A Brief History of Flying Clothing by Dr Graham Rood

A presentation by Dr Graham Rood – released February 14, 2012

Graham Rood qualified as a Chartered Engineer in Mechanical and Aeronautical Engineering at the Royal Aircraft Establishment, Farnborough, through a five-year student apprenticeship. A spell at the Royal Signals and Radar Establishment (SRDE Christchurch) and later at the Aeroplane and Armaments Experimental Establishment (A&AEE, Boscombe Down) preceded a number of years at the Institute of Sound and Vibration Research at Southampton University, where he obtained a Masters degree followed by a Doctorate in psychoacoustics.

He then returned to Flight Systems Department at RAE Farnborough in the Human Engineering Division, where he took charge of the Acoustics & Vibration Group and was involved with the development of the then new ideas on Active Noise Reduction and military cockpit acoustics.

He became Superintendent of the Man-Machine Integration (MMI) Department in 1993, the department being involved in a wide range of cockpit systems technology and human factors research, including flying clothing research & development

His final post was as the Research Manager and Assistant Director for Man-Machine Integration (MMI) issues across the DERA structure.

After retirement in 2000 he continued as a consultant to Qinetiq for a few years before bowing out and spending his time ensuring that the technical and scientific heritage of the 100 years of the Royal Aircraft Establishment are not lost or forgotten by joining Farnborough Air Sciences Trust (FAST).

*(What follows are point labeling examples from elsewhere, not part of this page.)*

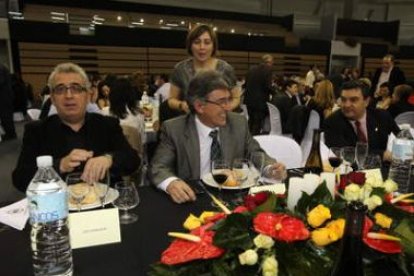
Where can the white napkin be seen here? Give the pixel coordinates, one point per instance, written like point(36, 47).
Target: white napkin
point(15, 215)
point(274, 188)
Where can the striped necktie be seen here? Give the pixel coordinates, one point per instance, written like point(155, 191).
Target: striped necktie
point(215, 152)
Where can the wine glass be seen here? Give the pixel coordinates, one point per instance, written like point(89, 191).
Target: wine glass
point(78, 189)
point(361, 151)
point(101, 188)
point(257, 160)
point(128, 199)
point(348, 155)
point(334, 157)
point(372, 161)
point(220, 170)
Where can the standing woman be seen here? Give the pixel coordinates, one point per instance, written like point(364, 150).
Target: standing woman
point(202, 45)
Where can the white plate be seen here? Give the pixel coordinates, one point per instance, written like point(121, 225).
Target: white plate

He remains a Trustee of the FAST organisation, the Curator of the Flying Clothing Collection and leading the effort in the archiving of, and public access to, the wide range of unique RAE records.

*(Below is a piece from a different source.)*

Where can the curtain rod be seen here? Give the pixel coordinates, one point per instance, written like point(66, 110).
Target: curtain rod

The long history of flying clothing has always been characterised by the race to keep aircrew safe from the rapidly increasing performance of the military aeroplane. This was particularly true during the speedy advances of aircraft technologies during the two world wars.

This lecture starts with the earliest days, when height and speed were not particularly relevant – although duration was. The Great War moved aircraft systems, particularly oxygen systems, forward and by the end of WW1 an inventory of flying clothing was set. With the cessation of hostilities there was a lull in the development of both aircraft design and the associated flying clothing. The build up to WW2 saw the realisation of how far behind Great Britain was in the development of aircraft systems and in the period of the war – generally free of Government Treasury spending restrictions – enormous strides were made in aircraft performance and the associated need for flying clothing to protect aircrew and allow them to perform adequately at high speeds, high altitudes and at high‘g’. Post war turned to the operational need to fly at altitudes above 50,000 ft and full and partial pressure suit R&D was initiated, with the UK taking a different direction to the USA in its evolution. A change in operational policy caused by the shooting down of the U2 led to the need to fly fast at low level and, along with RAF operations in the Middle East, initiated the development of air and liquid cooled flying suits. Also, during this period, oxygen systems regulators were moved from aircraft-mounted to seat-mounted to man-mounted and then back again. The last major developments of flying clothing were in the necessity for NBC protection, leading to the highly successful – but not universally popular – Aircrew AR5 and for coping with the high performance of Eurofighter/Typhoon, particularly in the high ‘g’ environment. The increasing move to unmanned aircraft – apart from the F-35, which, presumably will use mainly US AEA – may see the end of major UK involvement in the long history of flying clothing development.